Amber Farraway: “I want to go as far as I can.”

Amber Farraway: “I want to go as far as I can.”

Amber Farraway is another potential star off that seemingly never-ending Australian production line of elite female boxing talent. The 24-year-old has big ambitions. A desire to compete in next year’s Commonwealth Games in Glasgow, with the Los Angeles Olympic Games in 2028 a longer-term target. But Farraway is also aiming to enter the world of professional boxing. A fighter who wants to go as far as she can.

“I started boxing in 2020,” Farraway told FightPost over Zoom. “My boyfriend was boxing at the time, so I went along to the gym with him just to do some training. I hadn’t done any sports at that point, so it was really hard. I didn’t have my first fight until 2021. I kind of fell in love with the sport.”

That first fight was the start of the journey. A winning debut that set the scene quite nicely for what lay ahead. “I don’t really remember it because it went that fast,” Farraway says of her maiden ring walk. “It was really cool, my boyfriend’s sister was boxing at the time, I had watched her have a few fights, and I wanted to have a go as well. We fought on the same night. So it was a really good energy. I don’t remember too much about it because it was my first fight and I was so nervous.”

Farraway is now twenty-seven fights in. A love affair that satisfies in many ways. “Doing something that scares me,” Farraway replied when I asked what the attraction of boxing was to her. “I hadn’t done any sports, and I hadn’t really pushed myself before. Doing something that was scary and hard is what made me want to keep boxing. I was so comfortable in my life, and having that adrenaline rush just made me want to keep doing it.”

Those twenty-seven fights have already brought plenty of success. “A few weeks ago, I won gold at the Tammer tournament in Finland,” Farraway relayed to me. “That was a pretty big stepping stone for me. I won at the Australian selection tournament earlier this year against Eve Bryson, who is a really good amateur with a good record. We prepared well for that fight, and that was another big achievement for me.”

The Commonwealth Games will take place in Glasgow next year, and Farraway intends to be in Scotland. “The Commonwealth Games are definitely a target for next year. We have the nationals in a couple of weeks. Australia is taking the top four in each weight division to the trials at the beginning of next year. We should get to the trails and then push hard there and see how that goes because it is a really big goal of mine to go to the Commonwealth Games.”

“Ciara Storch, who is also from Queensland,” Farraway added when I asked who her main rival is for a place on the Australian team. “Ciara is very well known, and she is pretty much the main girl I have to beat. So I have to beat her at the nationals first.”

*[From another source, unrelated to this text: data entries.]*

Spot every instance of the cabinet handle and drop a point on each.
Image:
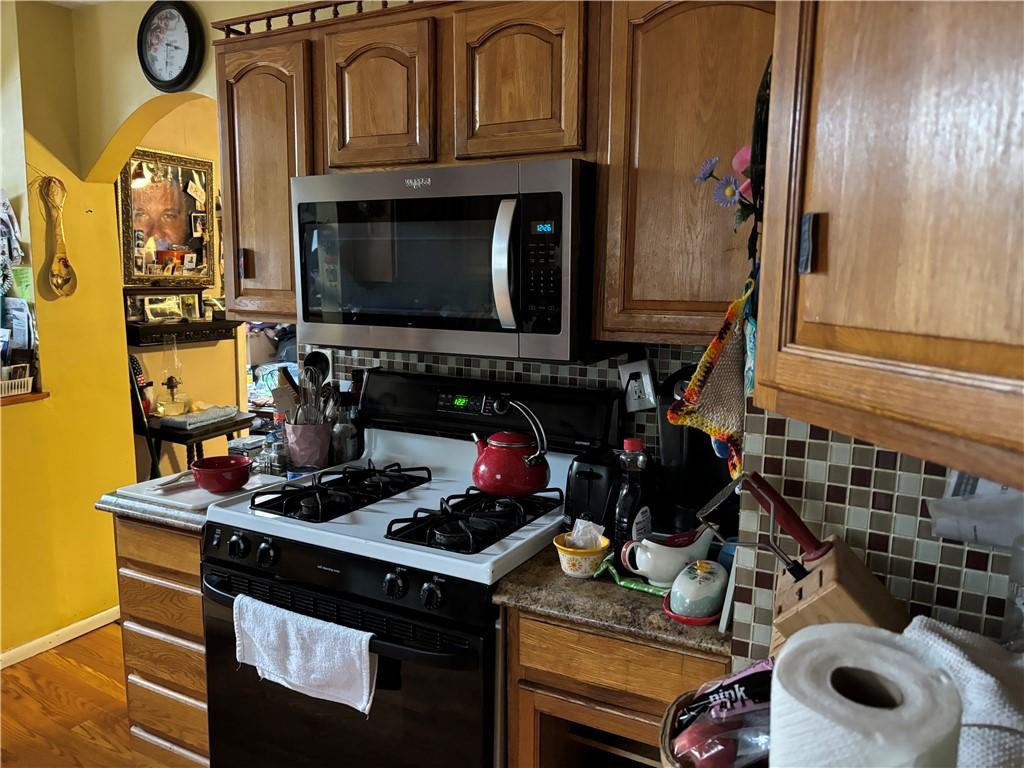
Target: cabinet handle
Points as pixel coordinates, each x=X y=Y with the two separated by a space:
x=805 y=257
x=247 y=264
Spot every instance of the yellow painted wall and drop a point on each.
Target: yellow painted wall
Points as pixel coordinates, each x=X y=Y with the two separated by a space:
x=82 y=96
x=58 y=455
x=105 y=56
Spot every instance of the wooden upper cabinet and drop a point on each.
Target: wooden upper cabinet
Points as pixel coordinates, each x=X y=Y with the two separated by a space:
x=899 y=126
x=518 y=78
x=380 y=94
x=263 y=96
x=684 y=78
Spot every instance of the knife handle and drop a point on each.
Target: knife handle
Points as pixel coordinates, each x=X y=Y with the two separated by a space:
x=788 y=520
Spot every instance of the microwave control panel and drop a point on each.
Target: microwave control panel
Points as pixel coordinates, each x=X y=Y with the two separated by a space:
x=541 y=304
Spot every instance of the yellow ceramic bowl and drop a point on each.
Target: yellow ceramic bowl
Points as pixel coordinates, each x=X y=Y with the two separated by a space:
x=581 y=563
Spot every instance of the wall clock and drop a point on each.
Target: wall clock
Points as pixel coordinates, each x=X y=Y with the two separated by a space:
x=171 y=45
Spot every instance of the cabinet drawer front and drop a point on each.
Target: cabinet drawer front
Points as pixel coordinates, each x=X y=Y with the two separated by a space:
x=163 y=752
x=616 y=665
x=380 y=94
x=170 y=660
x=162 y=603
x=164 y=713
x=518 y=78
x=159 y=551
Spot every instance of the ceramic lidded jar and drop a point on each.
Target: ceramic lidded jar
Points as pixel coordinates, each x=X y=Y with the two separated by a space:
x=699 y=590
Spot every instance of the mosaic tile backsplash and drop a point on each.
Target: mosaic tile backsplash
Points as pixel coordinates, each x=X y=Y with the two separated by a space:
x=873 y=499
x=877 y=501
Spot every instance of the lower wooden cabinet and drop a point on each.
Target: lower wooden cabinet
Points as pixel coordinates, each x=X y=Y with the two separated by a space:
x=573 y=694
x=162 y=633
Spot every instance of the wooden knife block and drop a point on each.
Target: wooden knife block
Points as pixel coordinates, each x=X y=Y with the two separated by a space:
x=840 y=588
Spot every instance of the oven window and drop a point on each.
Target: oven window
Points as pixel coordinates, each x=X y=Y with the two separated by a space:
x=412 y=263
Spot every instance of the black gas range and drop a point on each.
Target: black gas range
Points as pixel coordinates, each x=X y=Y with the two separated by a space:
x=395 y=544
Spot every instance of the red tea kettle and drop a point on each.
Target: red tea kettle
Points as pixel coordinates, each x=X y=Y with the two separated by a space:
x=511 y=463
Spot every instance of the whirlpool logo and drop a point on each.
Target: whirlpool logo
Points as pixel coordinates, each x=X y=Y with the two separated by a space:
x=418 y=182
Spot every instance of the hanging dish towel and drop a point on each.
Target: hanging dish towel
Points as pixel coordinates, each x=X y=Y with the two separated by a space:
x=714 y=400
x=318 y=658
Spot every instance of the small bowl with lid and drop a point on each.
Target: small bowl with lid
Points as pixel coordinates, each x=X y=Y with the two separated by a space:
x=698 y=592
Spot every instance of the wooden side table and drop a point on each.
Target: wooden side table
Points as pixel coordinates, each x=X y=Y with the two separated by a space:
x=193 y=438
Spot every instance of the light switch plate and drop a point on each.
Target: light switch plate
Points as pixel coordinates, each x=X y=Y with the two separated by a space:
x=638 y=385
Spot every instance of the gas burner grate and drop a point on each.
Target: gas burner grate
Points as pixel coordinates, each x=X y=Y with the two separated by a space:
x=335 y=493
x=470 y=522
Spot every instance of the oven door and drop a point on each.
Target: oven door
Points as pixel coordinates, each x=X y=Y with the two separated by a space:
x=431 y=708
x=389 y=260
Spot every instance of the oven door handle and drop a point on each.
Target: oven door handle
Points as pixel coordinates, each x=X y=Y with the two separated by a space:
x=500 y=251
x=441 y=659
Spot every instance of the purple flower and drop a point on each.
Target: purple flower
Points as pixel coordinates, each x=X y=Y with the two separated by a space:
x=727 y=192
x=707 y=169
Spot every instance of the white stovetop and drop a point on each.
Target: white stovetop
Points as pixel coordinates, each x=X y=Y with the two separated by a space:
x=361 y=531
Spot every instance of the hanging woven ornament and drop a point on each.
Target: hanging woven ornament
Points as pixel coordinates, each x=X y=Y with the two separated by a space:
x=714 y=400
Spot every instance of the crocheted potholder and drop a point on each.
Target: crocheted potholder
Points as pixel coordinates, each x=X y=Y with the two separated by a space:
x=714 y=400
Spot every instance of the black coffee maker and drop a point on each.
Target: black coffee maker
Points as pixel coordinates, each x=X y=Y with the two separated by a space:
x=592 y=489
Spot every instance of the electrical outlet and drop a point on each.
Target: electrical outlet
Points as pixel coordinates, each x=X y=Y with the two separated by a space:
x=638 y=385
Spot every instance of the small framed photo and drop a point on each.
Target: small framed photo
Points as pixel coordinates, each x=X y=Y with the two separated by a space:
x=190 y=307
x=163 y=308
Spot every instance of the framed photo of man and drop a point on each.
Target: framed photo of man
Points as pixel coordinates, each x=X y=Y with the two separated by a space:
x=166 y=219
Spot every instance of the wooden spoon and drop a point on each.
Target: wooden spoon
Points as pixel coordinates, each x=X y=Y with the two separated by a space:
x=62 y=278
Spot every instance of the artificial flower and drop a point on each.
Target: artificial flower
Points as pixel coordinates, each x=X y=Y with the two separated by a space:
x=741 y=160
x=707 y=169
x=727 y=192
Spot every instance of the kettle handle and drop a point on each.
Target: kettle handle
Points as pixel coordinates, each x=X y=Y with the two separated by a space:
x=539 y=435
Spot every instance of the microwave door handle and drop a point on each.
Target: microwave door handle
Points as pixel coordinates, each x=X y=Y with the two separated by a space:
x=500 y=244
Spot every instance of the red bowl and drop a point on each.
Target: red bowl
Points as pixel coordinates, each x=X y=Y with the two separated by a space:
x=221 y=474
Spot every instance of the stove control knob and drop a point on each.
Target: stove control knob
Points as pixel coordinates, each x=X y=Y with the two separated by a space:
x=238 y=546
x=394 y=586
x=266 y=554
x=431 y=595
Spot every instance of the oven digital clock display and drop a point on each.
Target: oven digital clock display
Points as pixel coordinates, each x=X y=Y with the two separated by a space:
x=453 y=402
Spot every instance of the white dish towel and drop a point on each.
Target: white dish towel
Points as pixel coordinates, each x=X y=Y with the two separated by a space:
x=308 y=655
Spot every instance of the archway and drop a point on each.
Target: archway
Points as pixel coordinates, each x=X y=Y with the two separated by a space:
x=130 y=133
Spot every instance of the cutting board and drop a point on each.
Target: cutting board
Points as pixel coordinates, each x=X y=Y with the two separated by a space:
x=186 y=495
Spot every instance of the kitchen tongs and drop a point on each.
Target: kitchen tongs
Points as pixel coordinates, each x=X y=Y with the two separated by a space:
x=772 y=502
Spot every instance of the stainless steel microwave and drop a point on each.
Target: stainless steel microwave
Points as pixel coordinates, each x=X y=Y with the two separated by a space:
x=479 y=260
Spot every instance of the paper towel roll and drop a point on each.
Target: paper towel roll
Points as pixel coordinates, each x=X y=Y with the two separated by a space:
x=845 y=694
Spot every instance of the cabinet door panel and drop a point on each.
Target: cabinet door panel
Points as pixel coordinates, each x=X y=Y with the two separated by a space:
x=674 y=262
x=380 y=94
x=518 y=78
x=911 y=308
x=264 y=95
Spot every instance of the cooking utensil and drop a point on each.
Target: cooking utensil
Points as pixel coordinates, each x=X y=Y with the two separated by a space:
x=511 y=463
x=174 y=478
x=309 y=410
x=61 y=275
x=221 y=474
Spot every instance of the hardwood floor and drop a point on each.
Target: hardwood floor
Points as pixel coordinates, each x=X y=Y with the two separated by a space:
x=67 y=707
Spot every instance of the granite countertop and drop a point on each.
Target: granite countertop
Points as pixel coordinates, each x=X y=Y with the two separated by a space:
x=540 y=587
x=156 y=513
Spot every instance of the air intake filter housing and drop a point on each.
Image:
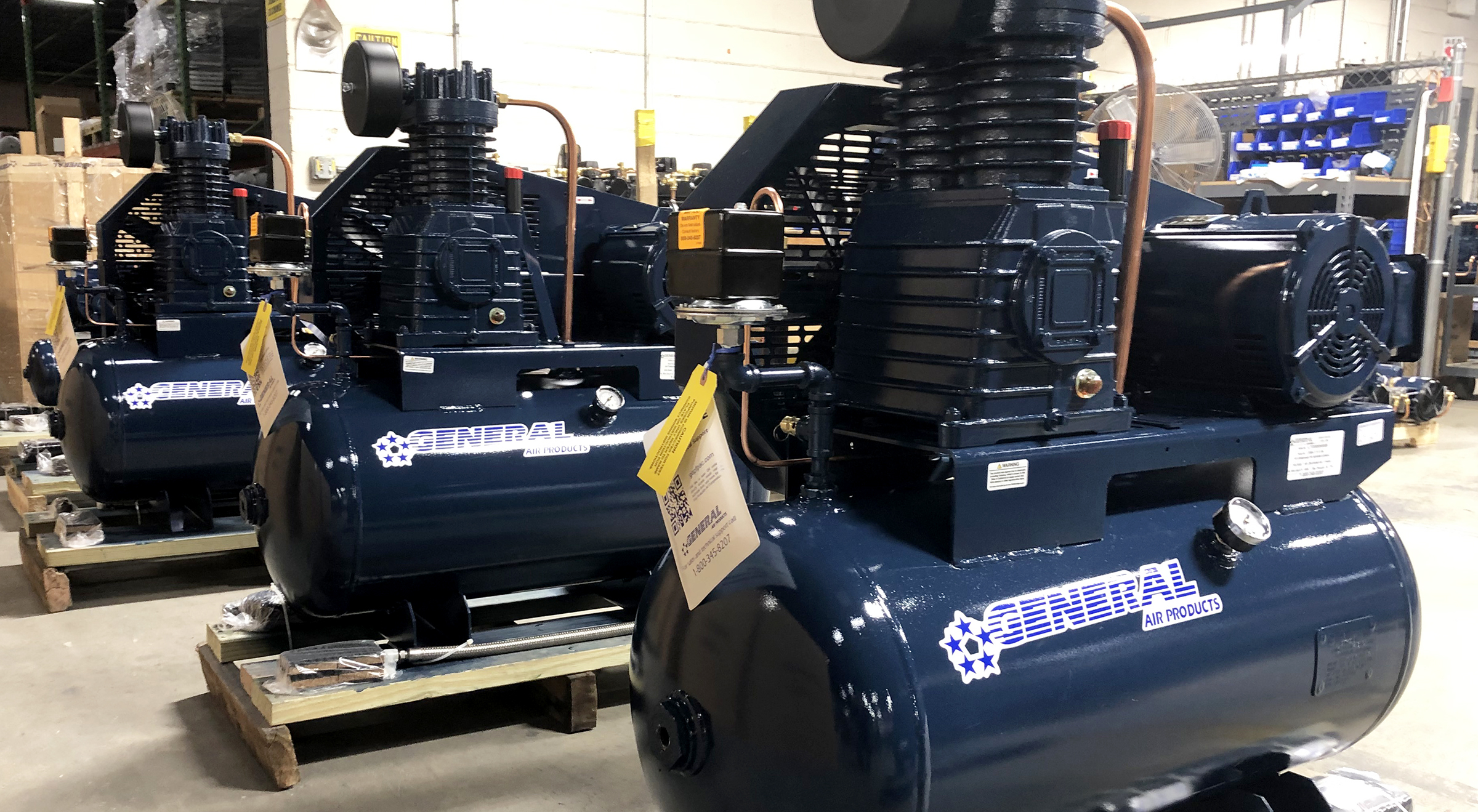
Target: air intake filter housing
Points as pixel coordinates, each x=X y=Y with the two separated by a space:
x=1270 y=309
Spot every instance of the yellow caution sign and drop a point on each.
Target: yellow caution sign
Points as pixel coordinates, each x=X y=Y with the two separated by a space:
x=647 y=127
x=677 y=433
x=691 y=229
x=260 y=329
x=1439 y=148
x=54 y=320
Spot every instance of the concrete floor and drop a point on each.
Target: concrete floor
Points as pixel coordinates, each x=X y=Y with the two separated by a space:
x=104 y=707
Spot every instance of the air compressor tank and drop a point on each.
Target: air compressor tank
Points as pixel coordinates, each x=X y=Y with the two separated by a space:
x=843 y=668
x=1016 y=577
x=481 y=440
x=160 y=408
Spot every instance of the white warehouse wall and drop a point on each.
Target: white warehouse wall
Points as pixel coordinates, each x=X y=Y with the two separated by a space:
x=703 y=65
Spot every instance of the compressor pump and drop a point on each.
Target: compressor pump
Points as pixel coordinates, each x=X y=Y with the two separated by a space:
x=479 y=436
x=1022 y=572
x=160 y=412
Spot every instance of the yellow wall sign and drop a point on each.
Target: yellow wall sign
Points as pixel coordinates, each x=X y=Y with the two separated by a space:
x=647 y=127
x=376 y=36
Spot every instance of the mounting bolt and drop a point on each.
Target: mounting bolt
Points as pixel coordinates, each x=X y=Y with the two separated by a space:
x=1087 y=383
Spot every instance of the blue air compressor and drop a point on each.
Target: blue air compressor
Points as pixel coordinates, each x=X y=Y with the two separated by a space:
x=479 y=439
x=1028 y=568
x=160 y=411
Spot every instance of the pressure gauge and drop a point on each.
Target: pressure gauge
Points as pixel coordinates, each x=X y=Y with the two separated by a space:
x=602 y=411
x=1242 y=526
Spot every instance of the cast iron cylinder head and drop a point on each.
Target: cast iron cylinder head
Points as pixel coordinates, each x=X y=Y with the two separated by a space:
x=447 y=113
x=989 y=92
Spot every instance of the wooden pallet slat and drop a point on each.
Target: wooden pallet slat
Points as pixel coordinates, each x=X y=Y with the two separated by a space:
x=164 y=547
x=272 y=744
x=50 y=585
x=563 y=680
x=425 y=683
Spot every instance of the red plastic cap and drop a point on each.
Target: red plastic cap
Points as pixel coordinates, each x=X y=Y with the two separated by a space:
x=1115 y=129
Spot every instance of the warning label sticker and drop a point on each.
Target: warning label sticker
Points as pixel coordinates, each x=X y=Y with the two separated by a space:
x=1369 y=432
x=1004 y=476
x=1314 y=455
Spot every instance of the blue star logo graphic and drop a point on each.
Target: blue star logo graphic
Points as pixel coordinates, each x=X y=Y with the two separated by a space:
x=972 y=649
x=394 y=451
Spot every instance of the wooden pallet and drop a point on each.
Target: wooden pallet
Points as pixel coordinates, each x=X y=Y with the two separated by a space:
x=565 y=677
x=1415 y=436
x=240 y=665
x=45 y=561
x=31 y=491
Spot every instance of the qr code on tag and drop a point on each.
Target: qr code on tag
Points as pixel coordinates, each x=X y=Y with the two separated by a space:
x=676 y=507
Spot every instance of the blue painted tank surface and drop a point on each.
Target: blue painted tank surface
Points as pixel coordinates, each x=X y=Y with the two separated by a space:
x=137 y=425
x=830 y=670
x=367 y=504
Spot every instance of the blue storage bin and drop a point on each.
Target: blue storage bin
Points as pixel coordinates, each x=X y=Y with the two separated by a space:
x=1371 y=102
x=1343 y=107
x=1363 y=135
x=1338 y=138
x=1292 y=111
x=1391 y=117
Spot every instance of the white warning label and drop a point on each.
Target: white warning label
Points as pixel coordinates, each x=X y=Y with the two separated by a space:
x=1314 y=455
x=1369 y=432
x=418 y=364
x=1004 y=476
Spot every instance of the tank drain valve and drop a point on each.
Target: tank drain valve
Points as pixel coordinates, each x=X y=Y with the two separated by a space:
x=1242 y=526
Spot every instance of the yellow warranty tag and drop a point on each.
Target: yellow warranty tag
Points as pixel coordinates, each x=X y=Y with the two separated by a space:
x=260 y=329
x=691 y=229
x=54 y=320
x=677 y=433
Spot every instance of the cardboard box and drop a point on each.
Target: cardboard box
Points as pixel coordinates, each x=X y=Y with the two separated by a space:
x=36 y=194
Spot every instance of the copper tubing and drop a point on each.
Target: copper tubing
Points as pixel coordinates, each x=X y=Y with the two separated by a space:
x=573 y=176
x=767 y=192
x=287 y=166
x=744 y=406
x=1127 y=24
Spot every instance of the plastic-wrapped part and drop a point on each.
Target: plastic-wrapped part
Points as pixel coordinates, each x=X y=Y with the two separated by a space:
x=330 y=665
x=259 y=612
x=52 y=464
x=1353 y=790
x=30 y=449
x=79 y=529
x=26 y=423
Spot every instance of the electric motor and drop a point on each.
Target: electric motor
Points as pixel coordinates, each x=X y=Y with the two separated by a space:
x=1276 y=309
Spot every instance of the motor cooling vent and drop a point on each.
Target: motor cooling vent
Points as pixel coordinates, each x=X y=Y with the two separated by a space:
x=1346 y=313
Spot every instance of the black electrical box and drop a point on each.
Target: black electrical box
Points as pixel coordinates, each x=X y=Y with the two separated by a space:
x=68 y=244
x=726 y=253
x=278 y=239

If Farraway gets her way, a trip to Glasgow will be followed by a visit to Los Angeles in three years time. “I really want to go to the Olympics. I have wanted to for a while now. We almost went pro at the beginning of this year, so that Olympic goal kind of disappeared because I was going to turn professional. We were not getting many fights, but we decided to keep trying, so it’s become a big goal again now. But it is obviously still three years away. We have to see how everything goes and if I want to stay in the amateurs, which I think I do. You have to go with the flow because things may change. But I do want to get to the Olympics.”

With a desire to test the waters in the professional ranks, Farraway could be competing as an amateur and in the paid ranks at the same time. “You can do both, but I see them as two different sports,” Farraway says. “They are completely different to each other. I definitely want to go pro; that has always been my main goal. I keep pushing in the amateurs, so all these other goals have now popped up. I do want to go pro, but I am not sure when. But that is the end goal.”

Amber Farraway is impressive in many ways. There are obvious targets, both in the short and long term. But the Queensland native is also balanced in her ambitions. A fighter who just wants to see how far her career takes her. “I want to go as far as I can, and when I am done, I am done.”